ProMed reports are often incorporated into other outbreak warning systems. including those run by the World Health Organization, the Canadian government and the Toronto startup BlueDot. WHO also pools data from HealthMap and other sources.

Computer systems that scan online reports for information about disease outbreaks rely on natural language processing, the same branch of artificial intelligence that helps answer questions posed to a search engine or digital voice assistant.

But the algorithms can only be as effective as the data they are scouring, said Nita Madhav, CEO of San Francisco-based disease monitoring firm Metabiota, which first
notified its clients about the outbreak in early January.

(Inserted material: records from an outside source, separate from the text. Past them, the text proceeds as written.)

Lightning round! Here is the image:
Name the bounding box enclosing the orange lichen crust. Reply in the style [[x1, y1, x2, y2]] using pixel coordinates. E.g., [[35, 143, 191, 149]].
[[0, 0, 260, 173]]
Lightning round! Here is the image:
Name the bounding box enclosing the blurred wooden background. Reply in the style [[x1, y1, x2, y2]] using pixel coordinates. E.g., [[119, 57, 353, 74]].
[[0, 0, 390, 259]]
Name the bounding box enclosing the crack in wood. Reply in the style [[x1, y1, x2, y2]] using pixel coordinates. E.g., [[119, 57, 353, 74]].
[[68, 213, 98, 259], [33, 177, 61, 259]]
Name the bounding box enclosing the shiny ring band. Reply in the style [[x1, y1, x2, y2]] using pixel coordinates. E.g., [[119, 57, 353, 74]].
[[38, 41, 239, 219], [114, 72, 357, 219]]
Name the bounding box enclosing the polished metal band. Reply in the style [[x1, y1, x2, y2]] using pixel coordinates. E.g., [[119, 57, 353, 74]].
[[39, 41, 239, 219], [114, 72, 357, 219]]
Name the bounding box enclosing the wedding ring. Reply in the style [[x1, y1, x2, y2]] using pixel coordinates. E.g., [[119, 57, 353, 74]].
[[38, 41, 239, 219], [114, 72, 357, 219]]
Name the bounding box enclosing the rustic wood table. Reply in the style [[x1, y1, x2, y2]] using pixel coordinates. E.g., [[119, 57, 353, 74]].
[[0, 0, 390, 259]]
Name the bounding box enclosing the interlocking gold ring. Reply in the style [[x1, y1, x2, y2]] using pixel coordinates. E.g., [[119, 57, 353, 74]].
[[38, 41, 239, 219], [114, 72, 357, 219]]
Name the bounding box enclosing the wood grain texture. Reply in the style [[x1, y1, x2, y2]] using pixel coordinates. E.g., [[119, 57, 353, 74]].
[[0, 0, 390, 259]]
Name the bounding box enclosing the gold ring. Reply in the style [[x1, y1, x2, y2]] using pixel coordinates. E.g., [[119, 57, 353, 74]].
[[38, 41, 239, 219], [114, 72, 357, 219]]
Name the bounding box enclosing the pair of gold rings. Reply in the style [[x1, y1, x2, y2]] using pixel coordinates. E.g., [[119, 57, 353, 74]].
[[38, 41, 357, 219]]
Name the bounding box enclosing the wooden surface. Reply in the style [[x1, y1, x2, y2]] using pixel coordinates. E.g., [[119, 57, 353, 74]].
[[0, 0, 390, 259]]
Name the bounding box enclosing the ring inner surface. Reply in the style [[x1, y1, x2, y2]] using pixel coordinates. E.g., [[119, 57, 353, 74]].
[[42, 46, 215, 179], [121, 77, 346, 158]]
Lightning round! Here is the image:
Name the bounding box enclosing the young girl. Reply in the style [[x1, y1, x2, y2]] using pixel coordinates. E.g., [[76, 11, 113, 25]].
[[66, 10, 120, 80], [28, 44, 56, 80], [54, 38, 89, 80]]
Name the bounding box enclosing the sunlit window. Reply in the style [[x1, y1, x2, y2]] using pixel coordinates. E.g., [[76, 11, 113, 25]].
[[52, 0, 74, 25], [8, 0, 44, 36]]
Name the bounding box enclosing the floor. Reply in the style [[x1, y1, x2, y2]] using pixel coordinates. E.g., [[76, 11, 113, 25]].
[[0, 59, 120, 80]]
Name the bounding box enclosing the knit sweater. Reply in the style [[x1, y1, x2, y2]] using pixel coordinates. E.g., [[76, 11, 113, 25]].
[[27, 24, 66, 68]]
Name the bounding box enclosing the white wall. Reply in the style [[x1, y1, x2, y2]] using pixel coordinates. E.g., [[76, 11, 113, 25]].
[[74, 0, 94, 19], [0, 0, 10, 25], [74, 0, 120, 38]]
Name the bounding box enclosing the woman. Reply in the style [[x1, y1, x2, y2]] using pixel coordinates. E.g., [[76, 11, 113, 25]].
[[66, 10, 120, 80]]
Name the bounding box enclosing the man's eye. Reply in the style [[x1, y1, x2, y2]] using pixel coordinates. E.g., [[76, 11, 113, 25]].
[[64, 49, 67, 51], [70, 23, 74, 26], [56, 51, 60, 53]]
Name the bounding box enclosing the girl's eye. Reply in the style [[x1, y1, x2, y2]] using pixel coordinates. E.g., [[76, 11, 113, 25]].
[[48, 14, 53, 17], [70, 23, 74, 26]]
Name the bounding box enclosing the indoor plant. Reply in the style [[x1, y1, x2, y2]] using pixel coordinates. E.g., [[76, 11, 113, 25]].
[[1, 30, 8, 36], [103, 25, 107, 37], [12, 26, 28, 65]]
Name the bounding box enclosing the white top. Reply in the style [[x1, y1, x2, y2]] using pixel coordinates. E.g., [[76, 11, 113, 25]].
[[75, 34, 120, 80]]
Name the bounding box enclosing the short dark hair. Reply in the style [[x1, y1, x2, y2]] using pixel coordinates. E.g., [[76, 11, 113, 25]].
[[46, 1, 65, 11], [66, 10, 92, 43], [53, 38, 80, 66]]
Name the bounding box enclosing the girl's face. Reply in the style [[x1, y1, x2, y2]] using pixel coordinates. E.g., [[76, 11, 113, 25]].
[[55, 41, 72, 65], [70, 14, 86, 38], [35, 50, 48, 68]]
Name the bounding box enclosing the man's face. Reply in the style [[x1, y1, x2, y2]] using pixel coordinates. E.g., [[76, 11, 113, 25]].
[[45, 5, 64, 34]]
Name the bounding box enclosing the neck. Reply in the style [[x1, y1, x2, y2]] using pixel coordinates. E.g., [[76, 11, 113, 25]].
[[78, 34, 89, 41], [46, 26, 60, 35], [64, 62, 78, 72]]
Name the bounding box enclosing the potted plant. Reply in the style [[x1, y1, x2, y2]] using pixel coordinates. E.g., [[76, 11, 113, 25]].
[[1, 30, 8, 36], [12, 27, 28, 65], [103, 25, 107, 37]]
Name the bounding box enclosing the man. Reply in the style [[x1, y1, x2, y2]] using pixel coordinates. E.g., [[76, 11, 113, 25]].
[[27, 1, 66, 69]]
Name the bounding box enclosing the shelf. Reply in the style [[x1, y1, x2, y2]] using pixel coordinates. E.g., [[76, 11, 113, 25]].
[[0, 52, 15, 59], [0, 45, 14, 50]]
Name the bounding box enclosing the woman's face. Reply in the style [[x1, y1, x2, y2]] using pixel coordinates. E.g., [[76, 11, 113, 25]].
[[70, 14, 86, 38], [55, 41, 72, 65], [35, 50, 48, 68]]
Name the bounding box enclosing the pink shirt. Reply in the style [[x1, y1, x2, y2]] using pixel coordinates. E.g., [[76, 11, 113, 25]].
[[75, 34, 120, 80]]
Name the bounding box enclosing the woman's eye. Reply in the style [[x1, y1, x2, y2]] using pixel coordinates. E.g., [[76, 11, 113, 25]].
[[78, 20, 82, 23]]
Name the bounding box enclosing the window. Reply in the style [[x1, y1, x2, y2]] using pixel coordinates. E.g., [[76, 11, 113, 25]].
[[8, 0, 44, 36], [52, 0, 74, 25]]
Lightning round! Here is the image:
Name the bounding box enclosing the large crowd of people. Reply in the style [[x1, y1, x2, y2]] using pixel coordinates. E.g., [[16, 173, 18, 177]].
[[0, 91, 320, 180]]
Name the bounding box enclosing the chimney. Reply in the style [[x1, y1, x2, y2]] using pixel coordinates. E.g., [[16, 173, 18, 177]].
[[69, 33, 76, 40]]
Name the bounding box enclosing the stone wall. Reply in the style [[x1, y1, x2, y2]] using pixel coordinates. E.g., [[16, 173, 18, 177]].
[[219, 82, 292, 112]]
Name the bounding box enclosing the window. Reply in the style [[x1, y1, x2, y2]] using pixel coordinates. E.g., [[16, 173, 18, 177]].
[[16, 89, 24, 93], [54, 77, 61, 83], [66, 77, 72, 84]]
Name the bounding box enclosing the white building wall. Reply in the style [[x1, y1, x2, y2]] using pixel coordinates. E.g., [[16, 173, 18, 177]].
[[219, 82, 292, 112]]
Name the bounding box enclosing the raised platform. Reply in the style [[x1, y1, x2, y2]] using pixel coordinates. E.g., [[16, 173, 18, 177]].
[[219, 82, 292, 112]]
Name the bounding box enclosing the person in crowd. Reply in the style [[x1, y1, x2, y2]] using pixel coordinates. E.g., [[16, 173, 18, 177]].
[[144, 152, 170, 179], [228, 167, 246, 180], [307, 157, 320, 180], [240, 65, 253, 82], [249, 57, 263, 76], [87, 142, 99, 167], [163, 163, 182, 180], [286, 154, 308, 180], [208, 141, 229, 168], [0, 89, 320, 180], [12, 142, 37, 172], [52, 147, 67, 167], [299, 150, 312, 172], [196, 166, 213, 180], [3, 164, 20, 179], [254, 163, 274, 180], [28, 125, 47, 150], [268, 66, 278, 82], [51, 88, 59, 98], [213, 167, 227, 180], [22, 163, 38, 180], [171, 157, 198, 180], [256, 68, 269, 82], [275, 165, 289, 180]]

Madhav said that inconsistency in how different agencies report medical data can stymie algorithms. The text-scanning programs extract keywords from online text, but may fumble when organizations variously report new virus cases, cumulative virus cases, or new cases in a given time interval. The potential for confusion means there is almost always still a person involved in reviewing the data.

“There’s still a bit of human in the loop,” Madhav said.

Andrew Beam, a Harvard University epidemiologist, said that scanning online reports for key words can help reveal trends, but the accuracy depends on the quality of the data. He also notes that these techniques are not so novel.

“There is an art to intelligently scraping web sites,” Beam said. “But it’s also Google’s core technology since the 1990s.”

Google itself started its own Flu Trends service to detect outbreaks in 2008 by looking for patterns in search queries about flu symptoms. Experts criticized it for overestimating flu prevalence. Google shut down the website in 2015 and handed its technology to nonprofit organizations such as HealthMap to use Google data to build their own models.

Google is now working with Brownstein’s team on a similar web-based approach for tracking the geographical spread of the tick-borne Lyme disease.

Scientists are also using big data to model possible routes of early disease transmission.